The first step in building a taxonomy is to determine the scope of content that will be included in the tagging and retrieval with the taxonomy. For externally published content this may be obvious, but for internal content this may not be so clear. Some content may be stored in database applications, such as customer relationships management systems and human resources management systems, which should be separately searched, and not integrated with others due to confidential information and different user privileges.  Once the scope is determined, the different types of content and different subject areas of the content should be identified.

The next step is to analyze a representative sample of content of each of the different types and subject areas of content that will be tagged and retrieved, to identify topics and named entities relevant to the content. This form of content analysis is similar to indexing without a controlled vocabulary.  The taxonomist assumes the role of an indexer or someone tagging the content and notes what index terms or tags would best describe the content. This is done for a significant sample of content of each type and each subject area. The actual number of content items will depend on the number of types and subject areas, the total volume of content, and whether automatic term extraction will also be used.

Automatic term extraction involves using text analytics software to extract candidate taxonomy terms based on their frequency and relevancy within a body of text content. This step should be done after an initial taxonomy is drafted which includes some structure and synonyms for terms. This way, the text analytics can correctly supplement the existing taxonomy to extend it with both new concepts and synonyms to existing concepts, rather than suggest terms that may duplicate each other in meaning.

User input

It’s important to gather suggestions from users when creating a taxonomy in order to customize the taxonomy for the user needs. There are different kinds of users of a taxonomy, though, and all kinds of users should be considered. Taxonomy users include those who try to find content and those who upload or publish content and either manually tag content or edit auto-tagging. There are other people who are not direct users of the taxonomy but may have input based on their roles as user experience experts, taxonomy project managers, subject matter experts, or people who deal with external users in customer relation roles.

The primary method of gaining user input on a taxonomy is through interviews and questionnaires, ideally both in combination, where a conversation follows up on a list of questions sent to the person being interviewed. It’s important to ask different kinds of questions tailored to the different kinds of users, questions dealing with tagging vs. questions dealing with retrieval of content. The input gathered from users in these interviews and questionnaires can be used to better design and the taxonomy and its user interface, to obtain use cases to later test the taxonomy, to identify possible facets for a faceted taxonomy, and also to collect some concepts for the taxonomy.

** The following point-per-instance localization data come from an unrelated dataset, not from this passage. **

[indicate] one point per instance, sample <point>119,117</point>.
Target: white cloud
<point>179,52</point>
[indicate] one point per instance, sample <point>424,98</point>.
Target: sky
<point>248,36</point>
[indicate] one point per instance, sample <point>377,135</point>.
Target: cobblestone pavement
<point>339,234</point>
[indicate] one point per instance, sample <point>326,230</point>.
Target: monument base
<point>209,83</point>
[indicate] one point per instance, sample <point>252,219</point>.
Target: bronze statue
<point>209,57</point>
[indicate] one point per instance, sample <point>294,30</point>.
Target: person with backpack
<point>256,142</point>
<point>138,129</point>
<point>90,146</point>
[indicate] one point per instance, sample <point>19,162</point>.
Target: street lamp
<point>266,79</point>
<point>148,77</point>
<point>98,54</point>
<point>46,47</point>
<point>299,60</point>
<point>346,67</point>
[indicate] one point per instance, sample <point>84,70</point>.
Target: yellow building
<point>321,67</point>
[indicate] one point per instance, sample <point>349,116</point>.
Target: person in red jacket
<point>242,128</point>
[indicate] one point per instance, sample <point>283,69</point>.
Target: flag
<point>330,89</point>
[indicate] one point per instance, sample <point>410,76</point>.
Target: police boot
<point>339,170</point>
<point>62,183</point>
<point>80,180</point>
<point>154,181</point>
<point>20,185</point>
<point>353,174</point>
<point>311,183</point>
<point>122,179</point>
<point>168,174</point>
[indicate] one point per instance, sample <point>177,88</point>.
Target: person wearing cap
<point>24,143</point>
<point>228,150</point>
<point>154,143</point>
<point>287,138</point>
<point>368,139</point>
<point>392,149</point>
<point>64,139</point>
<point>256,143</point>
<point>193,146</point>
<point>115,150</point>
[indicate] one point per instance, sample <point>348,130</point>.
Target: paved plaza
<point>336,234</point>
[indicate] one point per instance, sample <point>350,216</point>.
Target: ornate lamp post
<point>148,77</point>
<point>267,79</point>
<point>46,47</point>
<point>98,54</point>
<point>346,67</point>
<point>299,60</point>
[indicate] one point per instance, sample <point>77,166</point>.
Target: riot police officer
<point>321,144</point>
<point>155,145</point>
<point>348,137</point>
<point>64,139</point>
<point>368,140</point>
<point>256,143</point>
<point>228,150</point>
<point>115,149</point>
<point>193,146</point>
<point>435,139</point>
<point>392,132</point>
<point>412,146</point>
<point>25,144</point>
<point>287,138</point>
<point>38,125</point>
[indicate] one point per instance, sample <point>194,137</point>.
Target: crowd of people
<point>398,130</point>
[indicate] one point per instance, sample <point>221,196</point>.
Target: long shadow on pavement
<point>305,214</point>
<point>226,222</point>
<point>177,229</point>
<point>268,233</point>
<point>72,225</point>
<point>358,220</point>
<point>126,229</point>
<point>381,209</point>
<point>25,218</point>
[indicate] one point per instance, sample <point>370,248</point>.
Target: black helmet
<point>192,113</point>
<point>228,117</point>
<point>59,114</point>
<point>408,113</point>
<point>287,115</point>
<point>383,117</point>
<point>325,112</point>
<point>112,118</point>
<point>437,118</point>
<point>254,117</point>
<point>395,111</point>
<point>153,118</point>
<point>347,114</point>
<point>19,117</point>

Another method of obtaining input from users is through a brainstorming session. This method is particularly useful for internal enterprise taxonomies. Representative users from different departments can contribute their ideas by suggesting sample terms, which are written down on a white board, flipchart, or sticky notes, and then working with a facilitator, the brainstorming group can remove outliers, bring together synonyms and similar terms, and come up with categories or facets to group the terms.

Obtaining user input for taxonomy terms can also be more direct, especially in cases where there are subject matter experts for certain sections of the taxonomy. The subject matter experts can be asked to provide a list of suggested terms in their subject area, which then can be reviewed, edited, and incorporated into the larger taxonomy.

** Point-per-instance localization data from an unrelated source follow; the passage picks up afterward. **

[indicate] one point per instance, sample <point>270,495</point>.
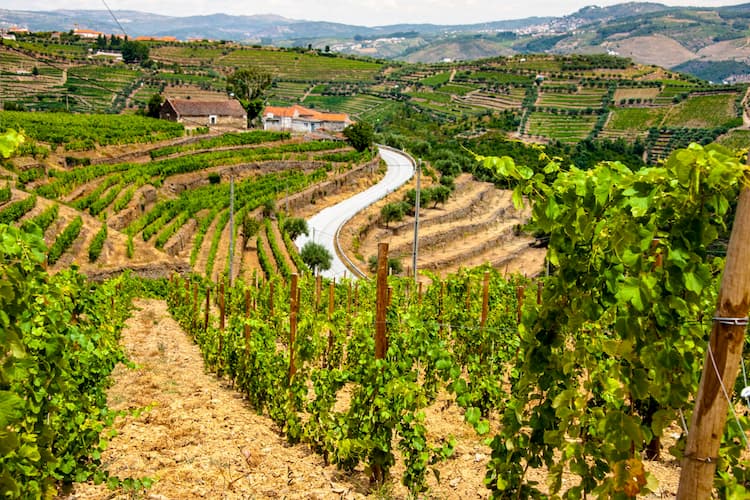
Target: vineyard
<point>551,345</point>
<point>351,369</point>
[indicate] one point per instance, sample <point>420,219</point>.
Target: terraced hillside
<point>165,205</point>
<point>478,225</point>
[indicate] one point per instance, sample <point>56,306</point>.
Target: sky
<point>358,12</point>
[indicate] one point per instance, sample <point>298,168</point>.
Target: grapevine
<point>615,351</point>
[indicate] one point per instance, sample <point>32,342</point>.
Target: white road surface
<point>324,225</point>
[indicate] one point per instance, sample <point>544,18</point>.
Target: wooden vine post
<point>331,290</point>
<point>381,341</point>
<point>381,304</point>
<point>539,290</point>
<point>247,315</point>
<point>196,305</point>
<point>520,293</point>
<point>222,321</point>
<point>270,298</point>
<point>208,307</point>
<point>222,311</point>
<point>485,299</point>
<point>293,301</point>
<point>442,306</point>
<point>723,358</point>
<point>318,285</point>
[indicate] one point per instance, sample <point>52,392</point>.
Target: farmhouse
<point>300,119</point>
<point>193,113</point>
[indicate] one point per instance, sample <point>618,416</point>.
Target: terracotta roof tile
<point>302,112</point>
<point>189,107</point>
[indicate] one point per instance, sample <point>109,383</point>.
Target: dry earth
<point>476,226</point>
<point>198,438</point>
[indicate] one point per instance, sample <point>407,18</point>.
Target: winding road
<point>324,226</point>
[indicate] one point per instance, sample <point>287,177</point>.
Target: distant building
<point>194,113</point>
<point>87,34</point>
<point>300,119</point>
<point>156,39</point>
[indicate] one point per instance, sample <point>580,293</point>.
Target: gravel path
<point>326,223</point>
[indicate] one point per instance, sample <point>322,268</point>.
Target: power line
<point>115,18</point>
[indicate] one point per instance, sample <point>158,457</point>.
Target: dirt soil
<point>198,437</point>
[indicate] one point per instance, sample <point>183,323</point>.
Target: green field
<point>561,127</point>
<point>736,139</point>
<point>83,132</point>
<point>438,79</point>
<point>455,89</point>
<point>635,119</point>
<point>287,65</point>
<point>584,98</point>
<point>703,111</point>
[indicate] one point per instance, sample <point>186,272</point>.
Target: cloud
<point>362,12</point>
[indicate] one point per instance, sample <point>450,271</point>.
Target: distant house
<point>87,34</point>
<point>156,39</point>
<point>194,113</point>
<point>300,119</point>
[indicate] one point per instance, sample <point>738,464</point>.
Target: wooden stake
<point>318,286</point>
<point>485,298</point>
<point>442,298</point>
<point>468,294</point>
<point>331,290</point>
<point>196,305</point>
<point>723,357</point>
<point>293,297</point>
<point>270,298</point>
<point>381,304</point>
<point>222,311</point>
<point>208,306</point>
<point>247,315</point>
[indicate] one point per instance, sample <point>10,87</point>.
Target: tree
<point>248,85</point>
<point>439,194</point>
<point>360,135</point>
<point>316,256</point>
<point>392,212</point>
<point>295,226</point>
<point>154,106</point>
<point>134,52</point>
<point>250,227</point>
<point>269,207</point>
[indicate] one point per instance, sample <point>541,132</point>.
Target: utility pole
<point>231,228</point>
<point>722,362</point>
<point>416,222</point>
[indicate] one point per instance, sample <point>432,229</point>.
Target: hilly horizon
<point>712,43</point>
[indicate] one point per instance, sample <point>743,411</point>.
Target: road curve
<point>324,226</point>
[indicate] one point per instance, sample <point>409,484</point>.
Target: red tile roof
<point>189,107</point>
<point>302,112</point>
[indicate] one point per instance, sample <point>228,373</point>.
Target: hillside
<point>649,33</point>
<point>167,201</point>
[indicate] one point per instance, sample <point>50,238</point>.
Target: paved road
<point>324,224</point>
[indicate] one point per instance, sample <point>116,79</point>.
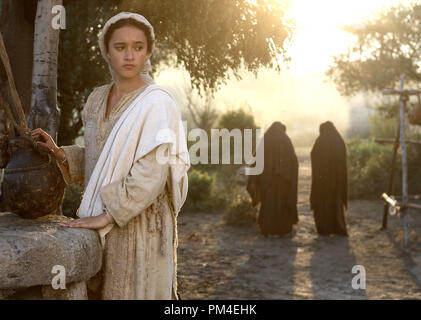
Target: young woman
<point>134,165</point>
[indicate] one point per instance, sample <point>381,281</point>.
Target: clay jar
<point>33,185</point>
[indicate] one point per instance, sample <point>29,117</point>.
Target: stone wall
<point>29,250</point>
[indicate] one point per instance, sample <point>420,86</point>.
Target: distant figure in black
<point>329,181</point>
<point>276,186</point>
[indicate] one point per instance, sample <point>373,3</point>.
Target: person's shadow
<point>268,273</point>
<point>331,270</point>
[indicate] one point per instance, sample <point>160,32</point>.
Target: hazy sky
<point>301,97</point>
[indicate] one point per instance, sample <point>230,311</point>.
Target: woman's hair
<point>129,22</point>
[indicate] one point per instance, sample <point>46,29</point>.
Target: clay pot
<point>33,185</point>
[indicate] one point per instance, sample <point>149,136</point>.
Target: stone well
<point>29,249</point>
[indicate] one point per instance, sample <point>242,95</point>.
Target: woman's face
<point>127,52</point>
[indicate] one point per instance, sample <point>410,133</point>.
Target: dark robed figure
<point>276,186</point>
<point>329,182</point>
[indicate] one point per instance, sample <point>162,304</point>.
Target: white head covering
<point>144,74</point>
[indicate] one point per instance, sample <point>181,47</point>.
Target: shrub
<point>369,165</point>
<point>240,211</point>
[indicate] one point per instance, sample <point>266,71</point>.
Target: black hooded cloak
<point>276,187</point>
<point>329,181</point>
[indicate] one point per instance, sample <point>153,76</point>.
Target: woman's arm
<point>127,198</point>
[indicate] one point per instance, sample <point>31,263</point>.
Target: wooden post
<point>403,100</point>
<point>391,177</point>
<point>44,112</point>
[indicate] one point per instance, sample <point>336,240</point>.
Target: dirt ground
<point>216,261</point>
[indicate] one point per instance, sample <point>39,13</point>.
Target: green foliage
<point>388,45</point>
<point>241,118</point>
<point>208,38</point>
<point>240,211</point>
<point>368,166</point>
<point>369,163</point>
<point>72,199</point>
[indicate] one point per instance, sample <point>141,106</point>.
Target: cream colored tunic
<point>140,254</point>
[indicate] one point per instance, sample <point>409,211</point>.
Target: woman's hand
<point>47,143</point>
<point>92,223</point>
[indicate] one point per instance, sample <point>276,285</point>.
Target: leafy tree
<point>208,38</point>
<point>387,46</point>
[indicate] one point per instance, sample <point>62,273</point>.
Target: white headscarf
<point>144,74</point>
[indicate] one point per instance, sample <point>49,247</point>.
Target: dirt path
<point>216,261</point>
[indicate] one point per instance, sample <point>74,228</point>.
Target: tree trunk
<point>44,112</point>
<point>17,28</point>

Finally, an indirect form of obtaining user input is by looking at the search logs that indicate what users have been typing into the search box. Search log reports can be sorted by search string frequency, so that the most frequently used search strings are considered for inclusion into the taxonomy. The search strings should be edited to confirm with taxonomy style and policy, but the exact search strings should be included as synonyms/alternative labels to support future searches.

Taxonomy building

A taxonomy is built by a combination of a top-down and bottom-up approaches. Top-down refers to developing the top-level terms or facets first and then adding more detailed terms. Bottom-up refers to identifying first the specific terms to include and then developing categories based on grouping those terms. Top-down methods tend to rely more on user input, whereas bottom-up methods tend to rely more on content analysis. Both methods of top-down and bottom-up depend on each other, so both can be done as overlapping tasks rather than consecutively.